Artist Demos: Tom Spleth & Monica Van Den Dool

Date:
Time:
8:00 am – 11:00 am
Richards Hall Room: 118
560 Stadium Dr
Lincoln NE 68508
Additional Info: RH
Contact:
Aaron Sober, aaronsober@yahoo.com
Clay Club visiting artists Tom Spleth and Monica Van Den Dool will be at UNL February 18th and 19th, 2013. They will demonstrating their ceramic techniques at the following times:

2:30 – 5:20 pm, Feb 18, Richards Hall 118
8:00 – 11:00 am, Feb. 19, Richards Hall 118
2:15 – 4:45 pm, Feb. 19, Richards Hall 118


TOM SPLETH
Tom Spleth is recognized as the grandfather of American Studio Slip Casting. He altered a common industrial process and made it something useful for the individual artist/craftsman.

Tom Spleth attended the Kansas City Art Institute receiving his BFA in 1969. He received an MFA in ceramics from Alfred University in 1971. Spleth returned to Alfred University as Assistant Professor from 1978 to 1984. Subsequently he became an Artist in Residence at the John Michael Kohler Arts Center in Kohler, WI where he created a series of public art commissions for the Cameron Museum of Art, the cities of Raleigh, NC and Durham, NC and for the city of Atlanta, GA. Spleth has exhibited, lectured and taught extensively both nationally (American Craft Museum, Renwick Gallery- Smithsonian Institute, Gregg Museum, Cameron Museum) and internationally (Spannocchia Foundation-Siena, Italy; Frans Masereel Center- Kasterlee, Belgium). Spleth’s work can be found in the public collections of Cameron Museum, Kohler Co. and the RISD Museum among others, in addition to numerous private collections. Tom Spleth lives and works in Little Switzerland, NC.

MONICA VAN DEN DOOL
Monica Van Den Dool creates psychological tableaus through the use of strong, often bigger-than-life-size figurative elements and a narrative that is both personal and accessible. Her work consists of hand-built ceramic sculpture, narrative tableaux, and wall pieces. Generally, it deals with the human inability to comprehend or express our own mortality and connection to the natural world, and plays upon our separation and alienation from these natural and immutable processes. Visual influences range between the natural world, the surreal, the saccharine world of Walt Disney, and the melodramatic scenes depicted on taqueria calendars. Her relationship to clay as a sculptural medium is not invested in traditional concerns about history or process. She has always responded to clay as an almost characterless but intrinsically responsive and visceral material with limitless potential for manipulation.

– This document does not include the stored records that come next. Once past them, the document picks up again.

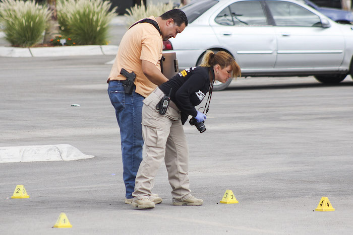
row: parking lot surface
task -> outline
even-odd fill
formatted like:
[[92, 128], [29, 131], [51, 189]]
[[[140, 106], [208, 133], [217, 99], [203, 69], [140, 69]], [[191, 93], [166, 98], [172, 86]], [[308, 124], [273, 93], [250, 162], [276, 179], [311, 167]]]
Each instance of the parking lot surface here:
[[[204, 204], [172, 206], [162, 165], [153, 193], [163, 201], [139, 210], [123, 202], [105, 83], [114, 57], [0, 58], [0, 147], [68, 144], [95, 156], [0, 164], [0, 233], [351, 234], [350, 76], [240, 78], [215, 92], [206, 132], [184, 127], [192, 193]], [[29, 198], [11, 198], [17, 185]], [[219, 203], [226, 190], [238, 204]], [[334, 211], [315, 211], [322, 197]], [[62, 212], [72, 228], [52, 228]]]

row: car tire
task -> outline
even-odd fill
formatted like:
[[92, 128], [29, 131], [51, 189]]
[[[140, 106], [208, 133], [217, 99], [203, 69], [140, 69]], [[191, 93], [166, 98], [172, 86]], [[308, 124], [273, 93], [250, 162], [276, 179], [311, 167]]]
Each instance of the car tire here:
[[338, 84], [345, 78], [347, 74], [329, 74], [315, 76], [315, 79], [324, 84]]
[[[220, 50], [212, 49], [212, 51], [214, 53], [216, 53], [217, 52], [219, 51], [219, 50]], [[227, 53], [229, 53], [229, 52]], [[201, 61], [202, 61], [202, 57], [203, 57], [203, 55], [204, 54], [205, 52], [204, 52], [200, 57], [200, 58], [199, 58], [199, 59], [197, 60], [197, 63], [196, 63], [196, 66], [199, 66], [201, 64]], [[229, 80], [228, 80], [228, 81], [225, 83], [222, 83], [218, 81], [215, 81], [214, 84], [213, 84], [213, 90], [215, 91], [218, 91], [225, 89], [227, 87], [228, 87], [229, 85], [230, 84], [230, 83], [231, 83], [232, 80], [232, 79], [231, 78]]]

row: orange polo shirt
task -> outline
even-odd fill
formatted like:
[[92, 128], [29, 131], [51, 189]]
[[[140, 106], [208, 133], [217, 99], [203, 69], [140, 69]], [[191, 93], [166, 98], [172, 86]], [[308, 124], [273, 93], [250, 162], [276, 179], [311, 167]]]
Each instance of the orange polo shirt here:
[[[148, 18], [156, 21], [153, 16]], [[162, 50], [163, 39], [153, 25], [148, 23], [136, 24], [123, 37], [107, 82], [125, 80], [126, 77], [120, 74], [122, 68], [129, 72], [133, 71], [136, 74], [134, 83], [136, 86], [135, 92], [147, 97], [157, 85], [151, 82], [142, 72], [141, 60], [153, 63], [160, 70], [159, 60], [162, 58]]]

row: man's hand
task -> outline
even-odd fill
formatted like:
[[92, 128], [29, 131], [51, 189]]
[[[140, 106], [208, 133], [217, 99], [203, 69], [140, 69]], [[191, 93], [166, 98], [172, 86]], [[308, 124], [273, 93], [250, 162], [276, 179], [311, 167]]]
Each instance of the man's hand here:
[[141, 60], [142, 72], [154, 84], [159, 86], [168, 81], [168, 79], [157, 68], [156, 65], [147, 60]]

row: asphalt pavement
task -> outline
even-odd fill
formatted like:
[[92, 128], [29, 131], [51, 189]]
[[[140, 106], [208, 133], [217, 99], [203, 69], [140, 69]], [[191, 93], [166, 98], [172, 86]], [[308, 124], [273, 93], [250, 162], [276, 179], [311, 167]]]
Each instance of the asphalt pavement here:
[[[215, 92], [207, 130], [184, 126], [192, 193], [204, 204], [172, 206], [162, 165], [153, 192], [163, 201], [140, 210], [123, 202], [106, 92], [114, 57], [0, 57], [0, 147], [68, 144], [95, 156], [0, 164], [0, 234], [351, 233], [350, 76], [241, 78]], [[11, 198], [18, 185], [29, 198]], [[226, 190], [239, 203], [219, 203]], [[322, 197], [334, 211], [315, 211]], [[52, 228], [62, 212], [72, 228]]]

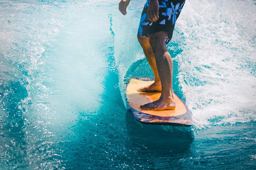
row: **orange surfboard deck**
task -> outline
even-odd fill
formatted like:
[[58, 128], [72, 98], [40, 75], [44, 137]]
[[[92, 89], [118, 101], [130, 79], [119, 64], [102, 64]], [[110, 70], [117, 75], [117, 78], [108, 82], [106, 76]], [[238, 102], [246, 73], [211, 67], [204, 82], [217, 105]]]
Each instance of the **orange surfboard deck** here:
[[140, 106], [159, 98], [161, 92], [140, 92], [138, 89], [152, 84], [154, 78], [134, 77], [130, 80], [126, 91], [128, 111], [142, 123], [158, 124], [189, 126], [192, 124], [192, 114], [185, 102], [175, 93], [176, 104], [174, 110], [152, 111], [141, 109]]

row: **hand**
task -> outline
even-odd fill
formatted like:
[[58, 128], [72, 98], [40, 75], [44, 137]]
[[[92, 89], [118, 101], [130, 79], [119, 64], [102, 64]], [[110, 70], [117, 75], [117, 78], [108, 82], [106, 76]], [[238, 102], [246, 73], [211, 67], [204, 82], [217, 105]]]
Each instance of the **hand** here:
[[159, 18], [158, 11], [159, 4], [158, 0], [151, 0], [148, 8], [147, 13], [148, 20], [151, 22], [155, 22]]
[[126, 8], [129, 4], [130, 0], [121, 0], [119, 2], [119, 8], [118, 9], [121, 13], [125, 15], [127, 13], [126, 12]]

Monica Van den Dool received an MFA from the Montana State University, Bozeman in 1995. Her work is included in the collection of the Arizona State University Ceramic Research Center among others, and has been reviewed in Artweek, New Ceramics, and Ceramics; Art and Perception. Since 1998 she has taught ceramics at a number of Bay Area universities and colleges including San Jose State University, California College of the Arts, Diablo Valley College, the University of California, Berkeley, and the San Francisco Art Institute. Recent exhibitions include solo exhibitions at the John Natsoulas Gallery in Davis, CA and at Roscoe Ceramic Gallery in Oakland.